[英]can one predict variable using scikit-learn rather binary classification if yes than how
I am working in the field of Pharmaceutical sciences, I work on chemical compounds and with calculating their chemical properties or descriptors we can predict certain biological function of that compounds. 我从事药物科学领域的工作,研究化合物,通过计算其化学性质或描述符,我们可以预测化合物的某些生物学功能。 I use python and R programming language for the same and also use Weka machine learning tool.
我使用相同的python和R编程语言,也使用Weka机器学习工具。 Weka provides facility for binary prediction using SVM and other supporting algorithms.

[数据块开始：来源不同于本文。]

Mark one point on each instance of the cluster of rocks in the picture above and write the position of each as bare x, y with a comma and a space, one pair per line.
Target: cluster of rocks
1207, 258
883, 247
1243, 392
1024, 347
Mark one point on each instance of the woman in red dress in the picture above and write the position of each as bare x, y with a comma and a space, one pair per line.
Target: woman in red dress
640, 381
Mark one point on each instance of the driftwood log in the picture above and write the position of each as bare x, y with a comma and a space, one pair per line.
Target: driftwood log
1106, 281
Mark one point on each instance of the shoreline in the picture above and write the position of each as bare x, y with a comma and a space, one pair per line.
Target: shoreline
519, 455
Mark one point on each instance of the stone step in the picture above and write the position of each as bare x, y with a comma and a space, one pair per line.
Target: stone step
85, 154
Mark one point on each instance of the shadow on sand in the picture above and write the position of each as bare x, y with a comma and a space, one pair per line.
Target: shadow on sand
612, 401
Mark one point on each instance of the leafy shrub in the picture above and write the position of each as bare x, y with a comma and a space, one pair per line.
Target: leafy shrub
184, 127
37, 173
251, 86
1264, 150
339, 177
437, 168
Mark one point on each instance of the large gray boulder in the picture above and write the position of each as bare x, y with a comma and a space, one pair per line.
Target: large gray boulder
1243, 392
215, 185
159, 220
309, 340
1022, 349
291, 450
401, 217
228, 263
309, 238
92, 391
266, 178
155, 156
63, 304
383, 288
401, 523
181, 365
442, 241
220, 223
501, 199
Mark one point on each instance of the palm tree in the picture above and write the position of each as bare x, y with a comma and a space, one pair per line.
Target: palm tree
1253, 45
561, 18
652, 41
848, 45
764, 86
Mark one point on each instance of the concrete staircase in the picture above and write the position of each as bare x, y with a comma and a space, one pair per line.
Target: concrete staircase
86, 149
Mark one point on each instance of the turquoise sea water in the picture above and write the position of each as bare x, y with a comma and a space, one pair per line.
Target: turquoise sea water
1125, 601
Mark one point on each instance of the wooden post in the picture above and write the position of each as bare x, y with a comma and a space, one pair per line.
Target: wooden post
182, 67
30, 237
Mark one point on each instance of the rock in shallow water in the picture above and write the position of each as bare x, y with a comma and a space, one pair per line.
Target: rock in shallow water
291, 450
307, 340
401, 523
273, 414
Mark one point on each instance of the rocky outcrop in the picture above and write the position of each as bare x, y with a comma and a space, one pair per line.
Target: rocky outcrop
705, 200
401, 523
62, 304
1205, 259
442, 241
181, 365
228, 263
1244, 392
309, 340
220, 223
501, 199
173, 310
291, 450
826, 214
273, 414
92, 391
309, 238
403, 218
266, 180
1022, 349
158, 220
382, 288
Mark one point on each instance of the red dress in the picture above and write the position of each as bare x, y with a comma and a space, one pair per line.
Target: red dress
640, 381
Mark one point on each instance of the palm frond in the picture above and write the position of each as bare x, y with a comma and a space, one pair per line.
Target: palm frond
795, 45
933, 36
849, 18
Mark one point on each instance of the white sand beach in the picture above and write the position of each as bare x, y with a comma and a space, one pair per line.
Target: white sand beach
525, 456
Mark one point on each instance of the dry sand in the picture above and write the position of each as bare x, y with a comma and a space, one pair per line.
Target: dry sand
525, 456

Weka为使用SVM和其他支持算法的二进制预测提供了便利。
Ex data set: Training set 防爆数据集: 训练集
Chem_ID MW LogP HbD HbE IC50 Class_label
001 232 5 0 2 20 0
002 280 2 1 4 41 1
003 240 5 0 2 22 0
004 300 4 1 5 48 1
005 245 2 0 2 24 0
006 255 1 0 2 20 0
007 299 5 1 4 49 1
Test set 测试集
Chem_ID MW LogP HbD HbE IC50 Class_label
000 255 1 0 2 20
In weka there are few algorithm with them we can predict the "class_label" or we can also predict specific variable (we usually predict "IC50" values ), does scikit-learn or any other machine learning library in python having that capabilities. 在weka中,很少有算法可以预测“ class_label”,也可以预测特定变量(我们通常预测“ IC50”值),scikit-learn或python中具有此功能的任何其他机器学习库都可以。 if yes how can we use it thanks.
如果是,我们如何使用它,谢谢。
Yes, this is a regression problem. 是的,这是一个回归问题。 There are many different models to solve a regression problem, from a simple Linear Regression , to Support Vector Regression or Decision Tree Regressors (and many more).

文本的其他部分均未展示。